As a child who just survived the Holocaust, Erika Neuman told her mother she would never speak to her in German "because I hate the Germans like I've never hated anybody." She has remembered her father's response in the 50 years since: "you're no better than the worst German."
Her father told her if she continued to hate the Germans, others who care about her, one day maybe her children, might learn to also hate them.
"'It could happen,' he said. 'But really and truly the only person you're going to hurt is yourself.'"
AU's Jewish Student Association invited Neuman to speak Sunday night in honor of Holocaust Remembrance Week, which began on Sunday.
It took Neuman a very long time to understand what her father meant, she said.
"He wanted me to be a normal human being, not consumed by hate," she said. "Once I understood, I told him, 'I will not hate.'"
Neuman, born in Czechoslovakia on June 12, 1928, stayed in a ghetto located in modern-day Ukraine with her family during Nazi occupation. She and her sister escaped from the ghetto in 1943 with false papers, but Neuman could not immigrate to the United States until almost 20 years later.
During her re-telling of her personal story, Neuman spoke of both the tragic events that occurred once the Nazi regime took over and of her happy memories before the Nazis came to power.
She told the story of "strange men" who came to her door and told her family to come to the town square. With the entire town gathered by the school playground, a group of four men shot and killed the neighborhood Rabbi as well as other men, in front of their families and children.
"I thought I should ask my father if I am going to have to die too," Neuman said. "I asked him, 'Am I going to die tonight?' But he just said, 'please, stop crying.' How could I stop crying? I couldn't stop, but my father didn't have a good answer for me."
It was an unlucky accident that Neuman's family lived in Eastern Europe at all, as her father intended for the family to move to Palestine. He knew Hitler was coming to power, Neuman said, and her father believed this would not bode well for the Jews.
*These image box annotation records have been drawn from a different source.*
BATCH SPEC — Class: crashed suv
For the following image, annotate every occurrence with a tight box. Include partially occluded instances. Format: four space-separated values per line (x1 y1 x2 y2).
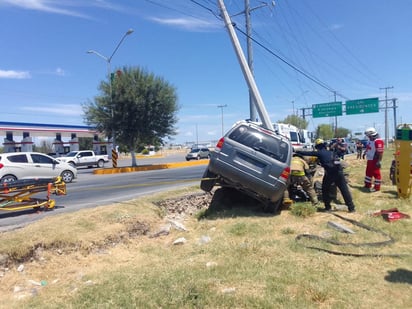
200 121 293 212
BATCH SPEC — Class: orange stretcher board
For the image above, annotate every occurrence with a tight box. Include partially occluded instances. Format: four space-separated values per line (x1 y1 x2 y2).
0 177 66 211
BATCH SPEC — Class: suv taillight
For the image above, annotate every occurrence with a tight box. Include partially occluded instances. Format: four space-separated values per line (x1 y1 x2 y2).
279 166 290 182
215 137 225 151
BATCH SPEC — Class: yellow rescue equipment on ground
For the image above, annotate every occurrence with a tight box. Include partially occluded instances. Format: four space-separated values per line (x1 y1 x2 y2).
0 176 66 211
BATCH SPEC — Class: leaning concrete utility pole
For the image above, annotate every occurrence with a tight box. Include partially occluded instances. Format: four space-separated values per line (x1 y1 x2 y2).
218 0 273 131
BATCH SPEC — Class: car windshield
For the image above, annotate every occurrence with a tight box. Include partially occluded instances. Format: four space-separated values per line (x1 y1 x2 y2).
229 126 289 162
"When my father told my grandfather, [he] thought it was a very good idea," Neuman said. "'But you know,' he told my father, 'you have to have somebody take my horse, the cow and the chickens.'"
Her father could not find anybody to take the animals off his hands, so the family never left for Palestine, Neuman said.
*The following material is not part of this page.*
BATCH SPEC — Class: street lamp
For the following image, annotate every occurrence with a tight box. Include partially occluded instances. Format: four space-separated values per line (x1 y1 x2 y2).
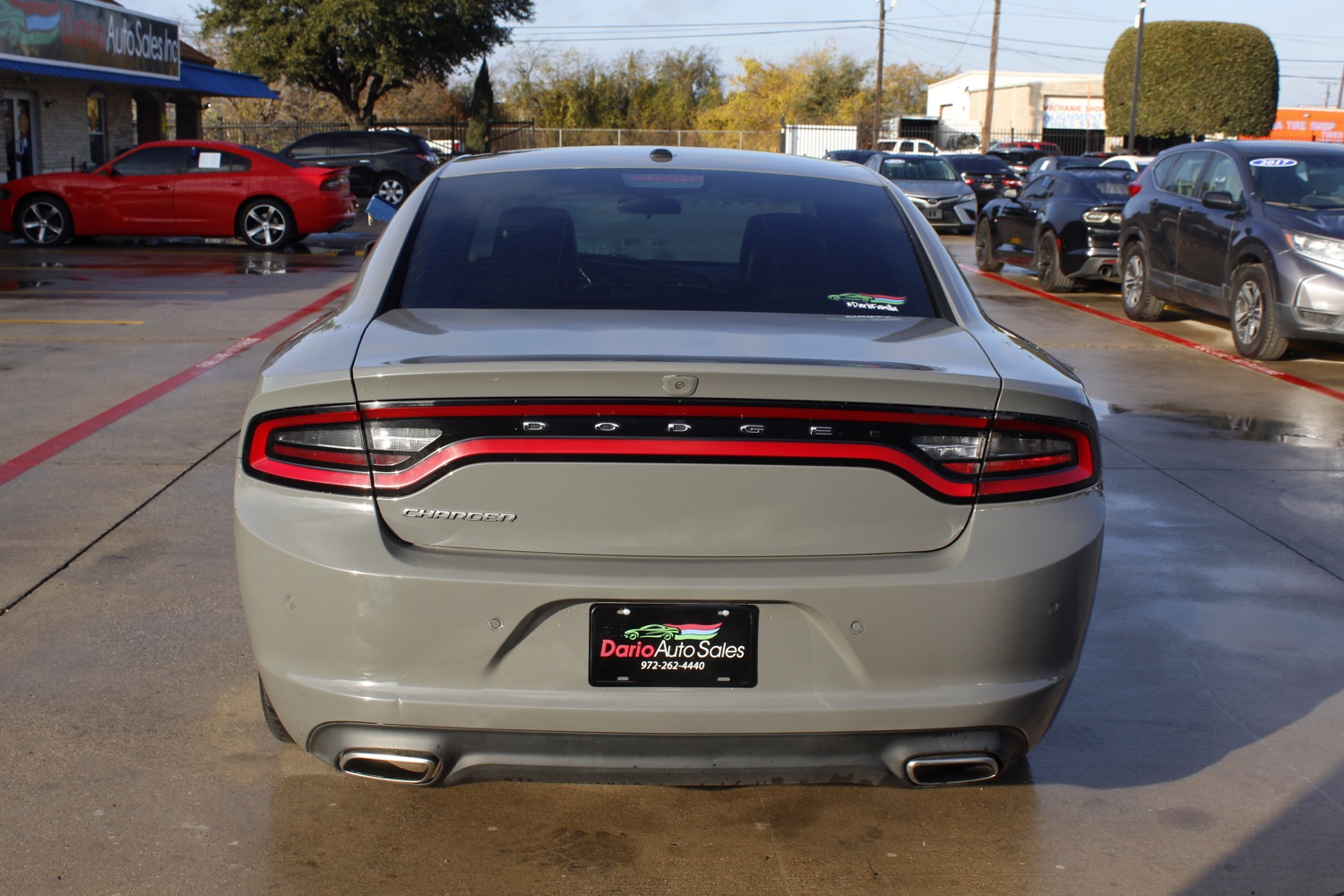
1129 0 1148 153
Neuman's speech about her experience during the Holocaust is a reminder of how the past must be remembered to protect the future, the theme of Holocaust Remembrance Week, according to JSA President Eli Engelbourg, a sophomore in the Kogod School of Business.
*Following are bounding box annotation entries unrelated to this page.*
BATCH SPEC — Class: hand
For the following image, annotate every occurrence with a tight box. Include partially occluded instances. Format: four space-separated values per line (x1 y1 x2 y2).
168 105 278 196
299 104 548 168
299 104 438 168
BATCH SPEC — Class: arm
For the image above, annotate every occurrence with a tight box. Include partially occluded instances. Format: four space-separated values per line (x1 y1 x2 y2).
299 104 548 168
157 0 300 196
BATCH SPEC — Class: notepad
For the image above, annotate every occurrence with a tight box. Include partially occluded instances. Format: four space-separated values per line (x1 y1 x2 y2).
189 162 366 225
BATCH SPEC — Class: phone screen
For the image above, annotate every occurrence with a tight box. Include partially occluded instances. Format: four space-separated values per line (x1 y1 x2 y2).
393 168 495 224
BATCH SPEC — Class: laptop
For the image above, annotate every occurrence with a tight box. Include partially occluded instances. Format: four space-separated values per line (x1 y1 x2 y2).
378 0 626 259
"[The week's focus] starts with the past, inviting a Holocaust survivor to speak, holding a 24-hour name reading," he said. "We then move towards the future with a screening of the film Paperclip and a panel discussion."
Spending her childhood days in Stanesti, a Romanian town, Neuman frequently visited her grandparents' house, where she collected eggs from chickens' nests and rode the little horse her grandfather bought her.
But her family's life in the town was disrupted, first by the Soviet Union's occupation, then when Romania allied with Nazi Germany. As one of the Jewish families targeted by the police, the Neuman family once returned to discover their home was ransacked.
"Everything was upside down ... in the library, the books were on the floor, pages were torn out, it looked terrible," Neuman said. "I started to cry ... and I didn't cry for the books - I didn't read anyway - but I couldn't stand that everything looked so different."
One day soon after, the town's chief of police told her father to escape and take his family to Czernowitz. Once in Czernowitz, the Neuman family lived in a ghetto.
"To say it was bad is not enough. But I don't have another word ... it was terrible. There was no food, there was no water, there was nothing," Neuman said.
In the ghetto one day, Neuman said she saw a German soldier on crutches, standing on one and beating a man. She stopped and repeated something her father had always told her: "you cannot take the law into your own hands."
"The soldier replied, 'this man's nothing, he's a dirty Jew.' But I said, 'who cares what he is, he's doing nothing to you,'" Neuman said.
She continued to talk to the soldier until a policeman took her by the shoulder and told her it was time to go.
"I don't know what got into me because I never, ever stopped, I, never, ever talked to anybody," she said.
Neuman and her sister escaped the ghetto with the help of a Greek Orthodox priest, a family friend. The priest gave the girls papers attesting they were Greek Orthodox, allowing them to travel to Kiev.
Neuman now volunteers for the United States Holocaust Memorial Museum, traveling to schools and telling her story of being a survivor. The museum also sponsored her speech at AU.
Holocaust Remembrance Week will continue with a panel on modern-day genocide Thursday at 7 p.m. in the Butler Board Room.